Specialist forums such as the Medica Innovation Forum provide a platform for exchanging views on the latest developments in medical information technology, including topics such as electronic patient records, IT security and data management. The forums include expert presentations, panel discussions and networking opportunities.

=== Exhibitors and visitors ===
Each year, Medica attracts professionals from various sectors of the healthcare industry, including medical technicians, IT specialists, physicians and hospital managers.

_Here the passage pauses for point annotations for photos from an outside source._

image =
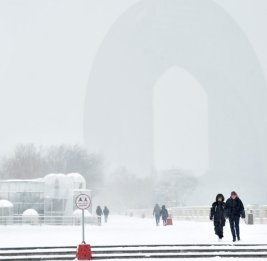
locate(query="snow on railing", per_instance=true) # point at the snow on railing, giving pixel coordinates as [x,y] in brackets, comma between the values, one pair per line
[46,220]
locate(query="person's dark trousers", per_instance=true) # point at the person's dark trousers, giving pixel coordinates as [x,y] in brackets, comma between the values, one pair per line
[234,224]
[218,227]
[157,219]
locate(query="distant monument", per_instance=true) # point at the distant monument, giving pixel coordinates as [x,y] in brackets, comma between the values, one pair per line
[199,36]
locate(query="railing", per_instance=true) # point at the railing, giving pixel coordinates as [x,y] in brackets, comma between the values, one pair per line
[201,213]
[46,220]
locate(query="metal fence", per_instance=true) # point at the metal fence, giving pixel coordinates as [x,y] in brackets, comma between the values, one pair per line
[46,220]
[201,213]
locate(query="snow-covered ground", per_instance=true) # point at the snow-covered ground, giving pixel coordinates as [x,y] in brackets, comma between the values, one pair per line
[126,230]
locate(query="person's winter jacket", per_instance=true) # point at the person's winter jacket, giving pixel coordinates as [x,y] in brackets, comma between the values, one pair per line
[164,213]
[157,210]
[234,208]
[99,211]
[217,211]
[106,211]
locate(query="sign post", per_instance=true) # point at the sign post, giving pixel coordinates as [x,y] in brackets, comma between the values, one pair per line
[83,202]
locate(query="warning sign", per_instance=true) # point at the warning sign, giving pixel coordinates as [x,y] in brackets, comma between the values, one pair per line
[83,201]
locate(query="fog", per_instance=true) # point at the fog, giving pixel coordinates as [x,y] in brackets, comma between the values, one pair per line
[154,88]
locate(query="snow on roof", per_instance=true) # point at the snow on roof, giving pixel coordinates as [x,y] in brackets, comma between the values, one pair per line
[76,177]
[5,204]
[30,212]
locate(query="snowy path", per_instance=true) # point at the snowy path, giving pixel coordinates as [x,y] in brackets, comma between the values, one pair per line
[128,231]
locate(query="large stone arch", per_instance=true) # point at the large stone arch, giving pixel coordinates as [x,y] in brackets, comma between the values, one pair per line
[201,37]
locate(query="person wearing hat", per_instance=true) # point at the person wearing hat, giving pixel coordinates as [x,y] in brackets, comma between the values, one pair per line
[234,210]
[217,212]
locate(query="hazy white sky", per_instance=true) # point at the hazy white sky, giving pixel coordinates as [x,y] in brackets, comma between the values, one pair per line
[46,52]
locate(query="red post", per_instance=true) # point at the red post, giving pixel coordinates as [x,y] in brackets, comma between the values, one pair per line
[84,252]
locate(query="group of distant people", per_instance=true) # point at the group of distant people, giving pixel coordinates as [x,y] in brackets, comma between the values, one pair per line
[233,209]
[100,212]
[160,212]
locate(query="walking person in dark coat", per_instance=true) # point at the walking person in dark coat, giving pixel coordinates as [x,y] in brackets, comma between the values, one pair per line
[234,209]
[156,213]
[217,214]
[106,213]
[164,215]
[99,213]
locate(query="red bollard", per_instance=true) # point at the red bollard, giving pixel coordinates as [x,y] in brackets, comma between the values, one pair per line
[84,252]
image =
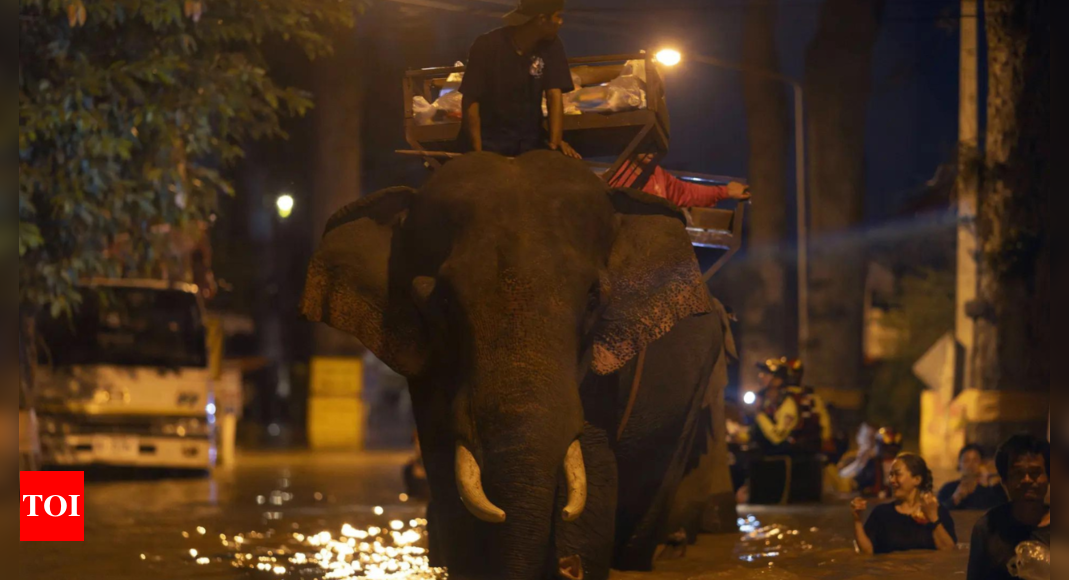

Approximately 5,100 exhibitors from over 70 countries showcase their products and services. The exhibition attracts around 80,000 trade visitors, the majority of whom come from abroad.

=== Other portfolio ===
Compamed, a trade fair for medical technology suppliers, takes place at the same time as Medica. More than 700 exhibitors present their solutions for medical technology production, including components and manufacturing processes. In addition to the main events, Medica offers lectures, workshops and seminars on current topics. The exhibition agenda includes numerous program items, including specialized forums on specific aspects of the healthcare sector.

An annual competition for start-up companies is organized as part of Medica. Teams of developers present solutions for digitally networked healthcare.